Von und mit: Fahim Amir, Oxana Timofeeva
Im Rahmen des Festivals “Der Maulwurf macht weiter. Tiere / Politik / Performance”
Die Figur des Maulwurfs ist eine von drei konzeptionellen Tiermetaphern, die sinnbildlich für historische Prozesse stehen. Die anderen zwei sind Hegels Eule der Minerva und Benjamins Engel der Geschichte (oder Angelus Novus), der von Paul Klee als ein tierisch anmutendes Wesen dargestellt wurde. Diese drei Bilder haben ganz offensichtlich etwas gemeinsam: Ihre eigentümliche Form lässt die Frage aufkommen, wie die widersprüchliche Bewegung innerhalb oder hin zur Geschichte verkörpert und dargestellt werden kann. Oxana Timofeeva vergleicht die drei unterschiedlichen Versuche einer Verkörperung und geht dabei der Frage nach, was diese Tiere eigentlich sehen. Welche Sicht haben sie jeweils auf die Welt?
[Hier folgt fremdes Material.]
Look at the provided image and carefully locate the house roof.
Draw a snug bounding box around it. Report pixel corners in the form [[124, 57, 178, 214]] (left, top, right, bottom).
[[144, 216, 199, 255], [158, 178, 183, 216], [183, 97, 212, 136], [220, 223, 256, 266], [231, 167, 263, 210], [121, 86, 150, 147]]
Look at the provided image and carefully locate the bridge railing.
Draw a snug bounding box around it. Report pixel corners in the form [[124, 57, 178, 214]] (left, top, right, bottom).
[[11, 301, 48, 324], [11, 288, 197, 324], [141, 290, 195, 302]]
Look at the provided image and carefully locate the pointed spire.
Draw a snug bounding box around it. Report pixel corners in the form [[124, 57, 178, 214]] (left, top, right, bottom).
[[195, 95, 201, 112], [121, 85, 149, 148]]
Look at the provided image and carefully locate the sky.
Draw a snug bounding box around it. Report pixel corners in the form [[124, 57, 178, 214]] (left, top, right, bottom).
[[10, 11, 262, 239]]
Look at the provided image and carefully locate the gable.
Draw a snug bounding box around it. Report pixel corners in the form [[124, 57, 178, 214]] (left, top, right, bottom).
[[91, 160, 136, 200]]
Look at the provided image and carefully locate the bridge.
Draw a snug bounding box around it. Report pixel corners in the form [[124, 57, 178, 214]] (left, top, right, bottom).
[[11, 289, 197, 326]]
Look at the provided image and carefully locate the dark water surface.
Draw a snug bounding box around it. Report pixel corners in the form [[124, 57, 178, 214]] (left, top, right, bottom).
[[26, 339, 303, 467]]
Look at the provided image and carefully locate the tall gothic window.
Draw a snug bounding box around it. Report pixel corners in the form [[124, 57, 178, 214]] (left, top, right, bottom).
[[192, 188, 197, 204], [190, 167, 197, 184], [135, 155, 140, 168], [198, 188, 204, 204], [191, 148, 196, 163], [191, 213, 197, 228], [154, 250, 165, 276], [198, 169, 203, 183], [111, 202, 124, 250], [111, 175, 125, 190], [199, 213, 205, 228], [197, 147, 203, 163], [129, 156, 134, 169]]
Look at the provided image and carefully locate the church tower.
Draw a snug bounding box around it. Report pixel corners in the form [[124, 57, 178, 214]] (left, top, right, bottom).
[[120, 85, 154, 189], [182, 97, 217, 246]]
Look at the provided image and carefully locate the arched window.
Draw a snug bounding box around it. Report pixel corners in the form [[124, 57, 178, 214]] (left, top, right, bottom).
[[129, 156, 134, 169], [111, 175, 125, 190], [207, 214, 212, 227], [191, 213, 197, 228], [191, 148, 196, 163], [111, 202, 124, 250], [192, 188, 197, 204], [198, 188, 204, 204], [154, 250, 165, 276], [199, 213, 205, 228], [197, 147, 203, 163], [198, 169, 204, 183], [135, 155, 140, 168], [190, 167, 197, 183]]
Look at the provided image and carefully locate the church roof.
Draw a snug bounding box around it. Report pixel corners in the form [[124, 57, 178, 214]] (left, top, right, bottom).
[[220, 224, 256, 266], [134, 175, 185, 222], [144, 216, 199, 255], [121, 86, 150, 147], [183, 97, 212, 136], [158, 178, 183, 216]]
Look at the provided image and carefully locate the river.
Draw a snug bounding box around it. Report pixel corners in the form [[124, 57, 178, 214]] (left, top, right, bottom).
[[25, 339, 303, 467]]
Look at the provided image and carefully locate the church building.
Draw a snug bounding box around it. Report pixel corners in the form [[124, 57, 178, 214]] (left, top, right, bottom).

Während die Eule der Minerva, die für den Philosophen zum Sinnbild wird, immer zu spät kommt, um etwas zu ändern, und so nur noch nachträglich das interpretieren kann, was bereits geschehen ist, verändert der marxistische 'alte Maulwurf’ den Lauf der Geschichte, ohne ihn vorher zu interpretieren. Warum ist das so? Liegt der Grund dafür nicht darin, dass sie jeweils andere Dinge sehen? Die Eule der Minerva sieht eine Welt, die schon am Ende ist während der Engel der Geschichte auf den Fortschritt in Form von Trümmerhaufen und Ruin blickt. Der Maulwurf wiederum sieht, so könnte man meinen, gar nichts, denn er ist blind. Kann es nicht vielleicht aber trotzdem sein, dass die Wahrheit der Menschheitsgeschichte gerade in der Blindheit dieses kleinen Tieres verborgen liegt?
Wo Tauben sind, fliegen Tauben zu, heißt es in lokalen Dialekten hinsichtlich ökonomischer Vermögensbildung. Umso mehr gilt dies hinsichtlich der politischen Familienverhältnisse, die sich um die Taube herum vermehren – figurative Konstellationen an Kreuzungspunkten von Herrschaft und Eigensinn. Dazu zählen die “Dawgs” and “Bitches” der African American Popkultur wie auch Walter Benjamins Tiger, der zum Sprung unter freiem Himmel ansetzt, bis hin zum braven Maulwurf marxistischer Prägung.
Während Bergleute zu Hochzeiten des Ruhrgebiets so massenhaft Tauben hielten, dass sie als “fliegende Maulwürfe” bezeichnet wurden, erschienen sie nach Verlust ihrer ökonomischen Funktionen später als schmutzige Engel des Fordismus, um heute – wie bei Donna Haraway – als gurrende Stichwortgeber für das Verständnis von Techno-Biomacht zu Beginn des dritten christlichen Jahrtausend ihre Aufwartung zu machen.
Fahim Amir wird die Choreografien dieses Taubentanzes nachzeichnen und ein politisches Bestiarium in den Blick zu nehmen, in dem Maulwürfe, Hunde, Tiger und Tauben als Geschwister-Figuren taktischer Biopolitik ihre Rolle spielen. Wer Tauben füttert, füttert Maulwürfe.
Von und mit: Fahim Amir, Oxana Timofeeva
Gefördert durch die Bundeszentrale für politische Bildung.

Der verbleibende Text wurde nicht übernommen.